Les tragédies, ce n’est pas que je n’aime pas, c’est que je n’y crois pas, et même que je ne crois pas qu’on soit obligé d’y croire. Le coup du c’était-écrit-il-fallait-que-ce-soit-comme-ça, sortez vos kleenex prédestinés vous en aurez besoin bientôt, j’ai toujours trouvé ça bizarre. Et puis j’ai mauvais esprit. Dès qu’on me dit que vraiment, en véritéréalité, dans cette histoire on ne peut pas faire autrement, j’ai envie d’y aller voir, des fois que justement on ait oublié quelque part deux ou trois chemins de traverse.

Bref les sanglots des pleureur·euse·s sonnent un peu clinquant à mon goût. Ce qui éveille mes soupçons, c’est ce panneau « sens unique » à l’entrée de tous ces beaux textes tragiquement tragiques : circulez, rien à voir, ça finira mal, tristement, pour la joie, happy endings, danses et chants, merci d’aller voir ailleurs — y’a des comédies pour ça. Je n’ai rien contre la tristesse — il faut bien pleurer quelquefois — mais j’ai la vague impression qu’il y a dans tout ça une illusion tragique dont la formule est bien connue : c’est écrit. Ou plutôt : c’est écrit et donc on ne peut pas y toucher. Parce que — c’est le côté piégeux de l’illusion tragique — les tragédies s’écrivent d’ordinaire dans des mondes où on pense que ce qui est écrit se respecte. Le destin est écrit, l’écrit est un destin. S’il est écrit que c’est tragique, je dois donc lire que c’est tragique, et plus je lis que c’est tragique, plus ça devient tragique. Le moyen, avec ça, que ça finisse bien.

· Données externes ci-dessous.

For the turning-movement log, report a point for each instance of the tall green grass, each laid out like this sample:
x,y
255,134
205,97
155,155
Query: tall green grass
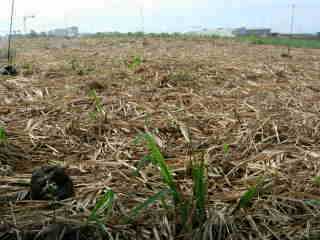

Le problème avec les tragédies, c’est donc qu’on risque fort de les lire tragiquement [1].

Persuadée de ne pas être la seule à avoir la vague impression qu’on essayait de me la jouer à l’endroit dans le sens de la fin larmoyante à sens unique obligatoire, j’ai entrepris, il y a peu, d’aller voir l’envers du décor. Pour que cela se passe autrement dans toutes ces fatales histoires, je me suis dit qu’il suffisait peut-être de lire, mais autrement. Comme je n’ai pas peur des mots, j’ai décidé d’essayer.

J’ai retrouvé le vieux scaphandre que j’utilise pour explorer les abymes de la littérature. Après l’avoir dépoussiéré, j’ai fixé sur le casque avec deux ou trois bouts de ficelle un masque tragique à l’antique — mon préféré, celui avec la bouche tordue. Ça ne tient pas très bien mais ça ira pour ce que je veux faire. Puis m’étant lamentée comme il faut (je le fais assez bien au besoin) j’ai réussi à pénétrer au lieu où se rassemblent toutes les tragédies.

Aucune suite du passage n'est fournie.